This morning when open my e-mail, I got important news from my hosting provider that nowadays there’s WordPress Global Brute Force Wp-Admin. I try to googling it for a while and I found that this attack is started from last week (around April 6, 2013).
When got this e-mail I just think “hmmm maybe this is the reason why last week my server was absolutely very slow when I try to access it”, maybe because of this WordPress Global Brute Force Wp-Admin.
Security experts are warning that an escalating series of online attacks designed to break into poorly-secured WordPress blogs is fueling the growth of an unusually powerful botnet currently made up of more than 90,000 Web servers.
Gaffan from Incapsula says:
“It’s hurting the service providers the most, not just with incoming traffic,” Gaffan said. “But as soon as those servers get hacked, they are now bombarding other servers with attack traffic. We’re talking about Web servers, not home PCs. PCs maybe connected to the Internet with a 10 megabit or 20 megabit line, but the best hosting providers have essentially unlimited Internet bandwidth. We think they’re building an army of zombies, big servers to bombard other targets for a bigger cause down the road.”
Here’s the report about WordPress Global Brute Force Wp-Admin from Hostgator:
As I type these words, there is an on-going and highly-distributed, global attack on WordPress installations across virtually every web host in existence. This attack is well organized and again very, very distributed; we have seen over 90,000 IP addresses involved in this attack.
At this moment, we highly recommend you log into any WordPress installation you have and change the password to something that meets the security requirements specified on the WordPress website. These requirements are fairly typical of a secure password: upper and lowercase letters, at least eight characters long, and including “special” characters (^%$#&@*).

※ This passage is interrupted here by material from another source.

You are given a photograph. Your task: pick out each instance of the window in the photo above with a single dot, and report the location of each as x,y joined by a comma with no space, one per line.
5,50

You have now changed your WordPress password, correct? Good.
The main force of this attack began last week, then slightly died off, before picking back up again yesterday morning. No one knows when it will end. The symptoms of this attack are a very slow backend on your WordPress site, or an inability to log in. In some instances your site could even intermittently go down for short periods.
We are taking several steps to mitigate this attack throughout our server farm, but in the same breath it is true that in cases like this there is only so much that can actually be done. The servers most likely to experience service interruptions will be VPS and Dedicated servers hosting high numbers of WordPress installations, due to the incredibly high load this attack has been seen to cause.
If you are hosted on a VPS or Dedicated server and you would like for us to take a more severe, heavy-handed approach to mitigate this attack, we can do this via means such as password-protecting (via .htaccess) all wp-login.php files on the server. If you would like our assistance with this, please contact us via normal support channels.
Again, this is a global issue affecting all web hosts. Any further information we could provide at this moment would be purely speculation. Our hope is that this attack ends soon, but it is a reminder that we must all take account security very seriously.
We will update this blog post when we have further information.
I think maybe this is the reason if last week (and nowadays) you cannot log in to your wordpress.
There are several ways to mitigate this WordPress Global Brute Force Wp-Admin, such as this tutorial that already made by hostgator team.
If you haven’t applied the security enhancement for your wordpress website/blog, it’s better to start it right now because the wordpress team also haven’t release the update because of this case 🙂
Here is simple step by step from me to protect your wordpress from WordPress Global Brute Force Admin:
1. If your password wasn’t long and complex enough, it’s good if you change it for more complex combination. Adding some special characters such as @#*$&%^! is a good idea.
2. Remove the “Drop” privileges on your MySQL user.
3. Install wordpress plugin to tighten your WP engine, such as WP security scan, WP firewall 2, TimThumb vulnerability scanner, Exploit Scanner, SI Captcha.
Another method to mitigate WordPress Global Brute Force Wp-Admin you can use Htaccess Password protect:
1. Generate the password file here: http://www.htaccesstools.com/htpasswd-generator/ and save in your wordpress folder as .wpadmin.
2. Insert this code in your .htaccess file.
ErrorDocument 401 "Unauthorized Access"
ErrorDocument 403 "Forbidden"
AuthName "Authorized Only"
change /home/username/.wpadmin to your folder structure.